Parlons du sans chez-soisrisme :
ces chiffres de la honte qui déshonorent la Belgique
En 2026, la Belgique compte plus de 12.500 enfants et adolescents sans chez-soi.
Pas seulement ceux que l’on voit dormir dehors sous un porche ou dans une gare, mais aussi ces milliers de jeunes qui passent de canapé en canapé chez des amis, qui trouvent refuge dans un centre d’hébergement, ou qui vivent dans une insécurité permanente, sans jamais savoir où ils dormiront le lendemain.
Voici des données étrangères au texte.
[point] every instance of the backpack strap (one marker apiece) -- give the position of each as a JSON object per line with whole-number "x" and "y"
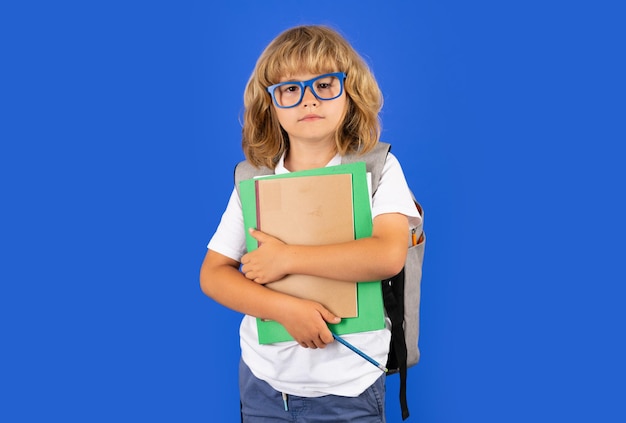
{"x": 374, "y": 161}
{"x": 393, "y": 288}
{"x": 246, "y": 170}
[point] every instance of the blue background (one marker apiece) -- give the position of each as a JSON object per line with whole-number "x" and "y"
{"x": 119, "y": 132}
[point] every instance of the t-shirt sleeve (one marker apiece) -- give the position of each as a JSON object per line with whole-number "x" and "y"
{"x": 229, "y": 238}
{"x": 393, "y": 194}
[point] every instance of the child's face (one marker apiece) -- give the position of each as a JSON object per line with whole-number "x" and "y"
{"x": 312, "y": 119}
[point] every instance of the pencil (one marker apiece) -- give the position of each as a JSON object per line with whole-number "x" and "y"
{"x": 359, "y": 352}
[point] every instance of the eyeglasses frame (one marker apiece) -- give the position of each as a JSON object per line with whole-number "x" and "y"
{"x": 303, "y": 84}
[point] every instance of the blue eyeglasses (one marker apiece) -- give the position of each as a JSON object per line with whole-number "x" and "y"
{"x": 324, "y": 87}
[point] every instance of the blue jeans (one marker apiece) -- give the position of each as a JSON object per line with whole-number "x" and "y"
{"x": 260, "y": 403}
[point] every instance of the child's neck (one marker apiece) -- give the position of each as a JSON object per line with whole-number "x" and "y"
{"x": 304, "y": 157}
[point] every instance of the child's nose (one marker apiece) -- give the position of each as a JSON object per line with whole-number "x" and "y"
{"x": 309, "y": 98}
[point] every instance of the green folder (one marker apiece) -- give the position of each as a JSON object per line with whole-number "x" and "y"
{"x": 371, "y": 315}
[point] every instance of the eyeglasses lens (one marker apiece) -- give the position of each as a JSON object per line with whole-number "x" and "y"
{"x": 326, "y": 88}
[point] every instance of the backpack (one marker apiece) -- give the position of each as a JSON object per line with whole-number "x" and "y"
{"x": 401, "y": 293}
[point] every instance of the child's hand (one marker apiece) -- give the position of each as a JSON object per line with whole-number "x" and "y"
{"x": 307, "y": 322}
{"x": 265, "y": 264}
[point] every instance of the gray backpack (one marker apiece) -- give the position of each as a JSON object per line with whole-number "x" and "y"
{"x": 401, "y": 293}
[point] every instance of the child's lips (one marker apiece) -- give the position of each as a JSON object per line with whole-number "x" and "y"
{"x": 310, "y": 117}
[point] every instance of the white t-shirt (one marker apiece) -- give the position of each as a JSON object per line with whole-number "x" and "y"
{"x": 306, "y": 372}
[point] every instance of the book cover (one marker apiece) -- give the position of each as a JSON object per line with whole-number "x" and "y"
{"x": 370, "y": 309}
{"x": 310, "y": 210}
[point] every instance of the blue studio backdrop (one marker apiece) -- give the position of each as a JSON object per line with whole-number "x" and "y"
{"x": 119, "y": 131}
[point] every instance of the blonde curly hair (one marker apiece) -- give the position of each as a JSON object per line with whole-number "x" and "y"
{"x": 314, "y": 49}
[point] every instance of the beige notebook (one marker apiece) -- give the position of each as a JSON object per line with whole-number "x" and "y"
{"x": 310, "y": 210}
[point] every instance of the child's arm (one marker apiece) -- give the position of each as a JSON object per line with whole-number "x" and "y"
{"x": 377, "y": 257}
{"x": 305, "y": 320}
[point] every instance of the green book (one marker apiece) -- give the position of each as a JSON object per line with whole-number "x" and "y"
{"x": 369, "y": 293}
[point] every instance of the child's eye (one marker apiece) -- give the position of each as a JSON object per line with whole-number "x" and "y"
{"x": 290, "y": 89}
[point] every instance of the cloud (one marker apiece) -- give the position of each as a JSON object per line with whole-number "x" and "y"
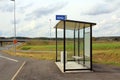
{"x": 44, "y": 11}
{"x": 108, "y": 27}
{"x": 106, "y": 7}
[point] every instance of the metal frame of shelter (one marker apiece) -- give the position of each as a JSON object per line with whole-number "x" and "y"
{"x": 75, "y": 26}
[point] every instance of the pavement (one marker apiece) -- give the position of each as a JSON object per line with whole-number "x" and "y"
{"x": 47, "y": 70}
{"x": 9, "y": 65}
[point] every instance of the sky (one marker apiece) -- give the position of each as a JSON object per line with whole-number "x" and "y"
{"x": 35, "y": 18}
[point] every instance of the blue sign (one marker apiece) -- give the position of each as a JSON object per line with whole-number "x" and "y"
{"x": 61, "y": 17}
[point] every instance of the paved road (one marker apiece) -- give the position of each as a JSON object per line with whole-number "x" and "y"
{"x": 9, "y": 65}
{"x": 47, "y": 70}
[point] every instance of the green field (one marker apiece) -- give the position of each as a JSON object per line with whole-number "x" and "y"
{"x": 104, "y": 52}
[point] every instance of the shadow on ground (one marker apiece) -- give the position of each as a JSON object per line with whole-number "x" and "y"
{"x": 47, "y": 70}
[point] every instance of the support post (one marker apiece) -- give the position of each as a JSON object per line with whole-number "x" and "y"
{"x": 78, "y": 42}
{"x": 56, "y": 45}
{"x": 84, "y": 45}
{"x": 91, "y": 67}
{"x": 74, "y": 42}
{"x": 1, "y": 43}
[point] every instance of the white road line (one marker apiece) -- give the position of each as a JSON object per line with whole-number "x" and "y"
{"x": 9, "y": 58}
{"x": 13, "y": 78}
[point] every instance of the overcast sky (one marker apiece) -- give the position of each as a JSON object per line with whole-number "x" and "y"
{"x": 33, "y": 16}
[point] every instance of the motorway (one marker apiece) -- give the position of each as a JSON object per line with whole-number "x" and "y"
{"x": 9, "y": 66}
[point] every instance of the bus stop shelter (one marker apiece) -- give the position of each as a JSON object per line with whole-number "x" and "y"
{"x": 74, "y": 45}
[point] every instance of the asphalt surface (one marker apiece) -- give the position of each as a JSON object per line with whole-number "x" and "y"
{"x": 47, "y": 70}
{"x": 9, "y": 66}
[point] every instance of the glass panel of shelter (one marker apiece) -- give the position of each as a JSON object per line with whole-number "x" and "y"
{"x": 77, "y": 44}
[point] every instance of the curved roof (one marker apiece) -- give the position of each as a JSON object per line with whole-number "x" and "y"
{"x": 71, "y": 24}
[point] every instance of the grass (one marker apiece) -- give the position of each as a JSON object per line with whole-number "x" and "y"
{"x": 103, "y": 52}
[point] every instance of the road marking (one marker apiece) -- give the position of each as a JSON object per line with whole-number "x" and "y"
{"x": 8, "y": 58}
{"x": 13, "y": 78}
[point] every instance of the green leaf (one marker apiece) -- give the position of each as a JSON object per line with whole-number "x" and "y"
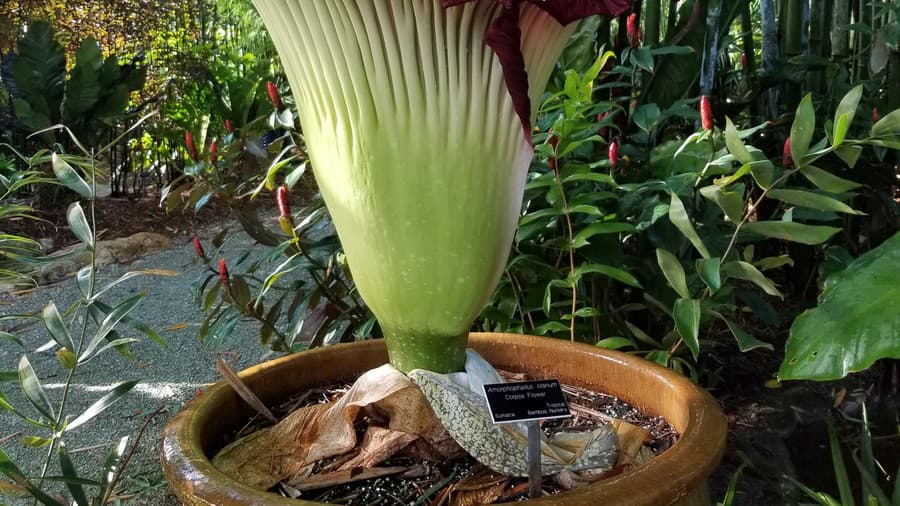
{"x": 57, "y": 327}
{"x": 745, "y": 341}
{"x": 678, "y": 216}
{"x": 855, "y": 323}
{"x": 606, "y": 270}
{"x": 673, "y": 271}
{"x": 616, "y": 343}
{"x": 581, "y": 238}
{"x": 101, "y": 404}
{"x": 69, "y": 177}
{"x": 747, "y": 272}
{"x": 8, "y": 468}
{"x": 846, "y": 109}
{"x": 79, "y": 224}
{"x": 802, "y": 128}
{"x": 708, "y": 269}
{"x": 735, "y": 145}
{"x": 687, "y": 321}
{"x": 812, "y": 201}
{"x": 68, "y": 471}
{"x": 790, "y": 231}
{"x": 643, "y": 58}
{"x": 33, "y": 390}
{"x": 731, "y": 203}
{"x": 887, "y": 127}
{"x": 849, "y": 154}
{"x": 826, "y": 181}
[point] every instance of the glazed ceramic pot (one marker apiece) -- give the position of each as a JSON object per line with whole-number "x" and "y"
{"x": 677, "y": 476}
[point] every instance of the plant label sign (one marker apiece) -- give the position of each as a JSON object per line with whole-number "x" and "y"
{"x": 526, "y": 400}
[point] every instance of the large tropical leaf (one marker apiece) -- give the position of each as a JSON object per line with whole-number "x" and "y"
{"x": 855, "y": 323}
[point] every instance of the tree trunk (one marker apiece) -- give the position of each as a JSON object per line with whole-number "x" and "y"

C’est ce que nous appelons désormais le sans chez-soisrisme : une nouvelle manière de nommer une réalité trop longtemps invisibilisée. Le sans chez-soisisme, ce n’est pas seulement la rue, c’est l’absence de repères, de stabilité, de dignité. C’est l’impossibilité de dire “je rentre chez moi”.
Une honte nationale
Comment accepter qu’en 2026, dans un pays riche, prospère, où les supermarchés débordent et où les fortunes explosent, plus de douze mille enfants soient privés du droit fondamental d’avoir un toit ?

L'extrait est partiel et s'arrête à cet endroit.